24. Don't Let Go (3:29)-The Barracudas, Drop Out, (1981)-The Barracudas were a London-based power pop band (with a pronounced punk strain) that was founded by Canadian expatriate Jeremy Gluck. The Barracudas were one of the first bands to try their hands at true sixties revivalism, but to their credit they somewhat failed. With a band like the Chesterfield Kings, it is sometimes hard to differentiate between a song of theirs and a song that was actually recorded in the sixties. The Barracudas were too much a product of their time musically.

23. Didn't Tell the Man (2:56)-The Hitmen, Didn’t Tell the Man Single on WEA, (1979)-Yet another song from the Do the Pop compilation. If I haven’t said it yet, if you like New York Dollsesque punk or tough power pop you should get this double disc. You can probably get it cheap. This is probably the best song on the comp, very much like Radio Birdman (which is the case with almost every Australian punk band), but a bit softer.

22. Darling, Lets Have Another Baby (2:36)-Thee Headcoats, Brother Is Dead ... But Fly Is Gone! (1998)-I was originally very excited to find a P.F. Sloan connection early in this endeavor, but now the novelty has worn off. The most exciting of course was the Fleetwood Mac—Earl Vince and the Valiants ruse. Well, now that I know Billy Childish was in Mickey and the Milkshakes this makes two appearances. I use to live with a friend of mine and he liked this band, I got into Holly Golightly, but not this band so much, though I did like the cover they did of The Ramones song called "Pinhead." Anyway, I bought a bunch of their records this year and this may not be my favorite of the bunch, but it is close.

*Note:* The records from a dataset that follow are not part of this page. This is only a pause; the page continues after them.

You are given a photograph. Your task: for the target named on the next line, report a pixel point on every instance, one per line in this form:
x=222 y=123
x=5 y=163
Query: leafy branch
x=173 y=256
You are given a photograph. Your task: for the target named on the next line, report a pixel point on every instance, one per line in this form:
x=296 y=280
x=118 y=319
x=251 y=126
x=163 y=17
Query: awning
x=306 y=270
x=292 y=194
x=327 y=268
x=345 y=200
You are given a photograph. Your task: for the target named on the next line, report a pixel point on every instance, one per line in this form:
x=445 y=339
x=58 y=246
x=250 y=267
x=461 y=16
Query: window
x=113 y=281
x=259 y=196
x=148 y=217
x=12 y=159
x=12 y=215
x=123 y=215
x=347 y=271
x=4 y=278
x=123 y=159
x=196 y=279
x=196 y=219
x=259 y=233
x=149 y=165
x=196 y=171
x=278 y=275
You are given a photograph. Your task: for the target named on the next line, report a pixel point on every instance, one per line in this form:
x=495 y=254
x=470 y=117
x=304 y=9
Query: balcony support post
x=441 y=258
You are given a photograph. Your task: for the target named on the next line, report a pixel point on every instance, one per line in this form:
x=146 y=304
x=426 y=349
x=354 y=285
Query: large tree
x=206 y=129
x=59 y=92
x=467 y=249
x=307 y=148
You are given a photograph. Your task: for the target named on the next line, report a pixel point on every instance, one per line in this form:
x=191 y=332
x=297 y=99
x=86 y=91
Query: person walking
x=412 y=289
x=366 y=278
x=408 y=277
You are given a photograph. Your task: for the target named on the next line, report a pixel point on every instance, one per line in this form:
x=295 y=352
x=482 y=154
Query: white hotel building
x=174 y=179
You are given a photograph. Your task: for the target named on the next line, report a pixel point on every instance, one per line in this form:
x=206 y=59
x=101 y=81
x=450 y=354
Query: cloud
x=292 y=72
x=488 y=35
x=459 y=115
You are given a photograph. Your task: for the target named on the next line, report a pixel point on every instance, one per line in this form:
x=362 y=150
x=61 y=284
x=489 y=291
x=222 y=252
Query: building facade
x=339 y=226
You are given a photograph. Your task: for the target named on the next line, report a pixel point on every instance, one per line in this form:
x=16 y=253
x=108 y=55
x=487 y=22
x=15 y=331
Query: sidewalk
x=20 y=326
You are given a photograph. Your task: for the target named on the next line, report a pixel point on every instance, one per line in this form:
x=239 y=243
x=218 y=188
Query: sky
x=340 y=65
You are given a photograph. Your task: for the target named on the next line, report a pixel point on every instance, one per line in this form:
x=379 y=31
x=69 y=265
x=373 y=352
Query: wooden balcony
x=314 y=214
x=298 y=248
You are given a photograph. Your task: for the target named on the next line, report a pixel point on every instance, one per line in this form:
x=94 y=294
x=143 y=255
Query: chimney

21. Crying In The Rain (1:53)-Carole King, Crying In The Rain Single on Atlantic Records, (1963)-I always thought, great songwriter but kind of a corny singer. I mean, I just remember listening to the big songs off Tapestry in the car as a little kid and now it just sounds real dated. Dated in the worse seventies kind of way. This sixties stuff is phenomenal though, especially this song, very stripped, so stripped that the great songwriting shows through, no piano-funk fluff to get lost in.